My sick parents hired attendents the last few years, through an agency. Initially, they paid the agency $11.00/hour, and found out the attendents get paid around $7.00/hour, and then SS and taxes withheld. Currently the rate to the agency is $14/hour with the attendents making $10/hour.
Some years back, in the IT field, I was a project manager for an SAP implementation, where we paid the contractor around $100/hour to $150/hour, and found the programmers were paid around $65/hour.
Around the same time, I was talking to an IBM mainframe programmer when the agency bills the client around $40/hour, and pays him around $25.00/hour.
From what I see, what agencies charge clients, compared to what they pay the temp workers is around the range of what your agency bills, relative to what you are being paid. This I see from low paid attendents to highly paid SAP programmers.
What about your contract restrictions?? My parents went through several attendents in the last several years. For the first three, they all asked my parents to drop the agency and pay them direct the very first month or two they got there. What is boils down to is it's better getting paid $14/hour (in some cases off the books) compared to getting paid $10/hour, and then having to pay taxes on it. Apparently, they look at their temp agency as a "free booking" agency where they get a client lead, drop the agency like a rock, and then work direct for the client.
So, agencies got smart and protect themselves with contracts. It's true, it's hard to enforce. I know of cases where temp workers initially coming through agencies then work directly for the client, is not found out at all. But as others have pointed out, both the worker and the client can be sued.
How valuable is an agency??
I spoke with an SAP programmer and he tells me that he makes $10,000/month, and I know and he knows we got billed for around $15,000/month. Why didn't he go it alone?? He tells me that when he was making $15,000/month direct, he'll have a project for 6 months, then spend another 6 months trying to land another project.
With this agency, he's working day after day, month after month, year after year, and they keep him busy all the time. He makes more at $10,000/month, working 12 months of the year, much better than making $15,000/month, and only working 6 months.

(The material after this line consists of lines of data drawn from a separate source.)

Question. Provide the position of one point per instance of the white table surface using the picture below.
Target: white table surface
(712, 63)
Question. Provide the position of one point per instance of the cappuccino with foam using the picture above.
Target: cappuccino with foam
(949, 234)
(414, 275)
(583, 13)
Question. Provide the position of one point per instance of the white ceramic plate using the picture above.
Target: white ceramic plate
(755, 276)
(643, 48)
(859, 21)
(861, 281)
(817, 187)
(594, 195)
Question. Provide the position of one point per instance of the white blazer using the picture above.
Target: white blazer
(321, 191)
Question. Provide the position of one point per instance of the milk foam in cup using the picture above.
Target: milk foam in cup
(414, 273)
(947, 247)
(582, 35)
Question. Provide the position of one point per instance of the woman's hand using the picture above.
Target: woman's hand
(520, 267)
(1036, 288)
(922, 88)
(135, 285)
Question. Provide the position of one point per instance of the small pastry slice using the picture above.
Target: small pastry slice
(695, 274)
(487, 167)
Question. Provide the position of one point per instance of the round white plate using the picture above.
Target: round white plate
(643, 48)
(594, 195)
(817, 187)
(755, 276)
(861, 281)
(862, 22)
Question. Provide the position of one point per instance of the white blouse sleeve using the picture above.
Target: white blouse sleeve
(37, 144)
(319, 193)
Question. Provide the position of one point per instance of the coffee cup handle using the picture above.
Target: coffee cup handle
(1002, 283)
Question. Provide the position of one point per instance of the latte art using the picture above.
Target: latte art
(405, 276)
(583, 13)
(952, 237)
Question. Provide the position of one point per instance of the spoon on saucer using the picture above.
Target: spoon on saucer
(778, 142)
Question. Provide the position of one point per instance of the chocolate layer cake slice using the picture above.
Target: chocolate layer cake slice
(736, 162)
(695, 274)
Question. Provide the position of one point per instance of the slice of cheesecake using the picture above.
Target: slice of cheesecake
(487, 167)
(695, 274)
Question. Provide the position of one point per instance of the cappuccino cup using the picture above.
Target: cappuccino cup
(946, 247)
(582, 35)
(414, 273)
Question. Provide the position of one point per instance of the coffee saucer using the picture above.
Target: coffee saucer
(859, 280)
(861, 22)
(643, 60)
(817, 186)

And how about low paid attendents.
We did look into paying them on the books at one time. But by the time we got hold of payroll services, buying UI, WC, and general liability insurance, it's just simpler to pay them via an agency paying a few dollars extra. The big advantage too is if the attendent get sick, or goes on vacation, the agency finds another "body" for you right away.
Which why agencies are referred to as "body shops".
People don't go through temp agencies to cheat on taxes. The agencies cover the UI, WC, and in the case of the SAP project, we don't have a layer of insanely high paid people around when the project hits a low point. I was one of the company systems analysts, though I got paid well, but I would be resentful if someone got on the payroll at $150 hour, which is the going rate, and I got paid only half as much.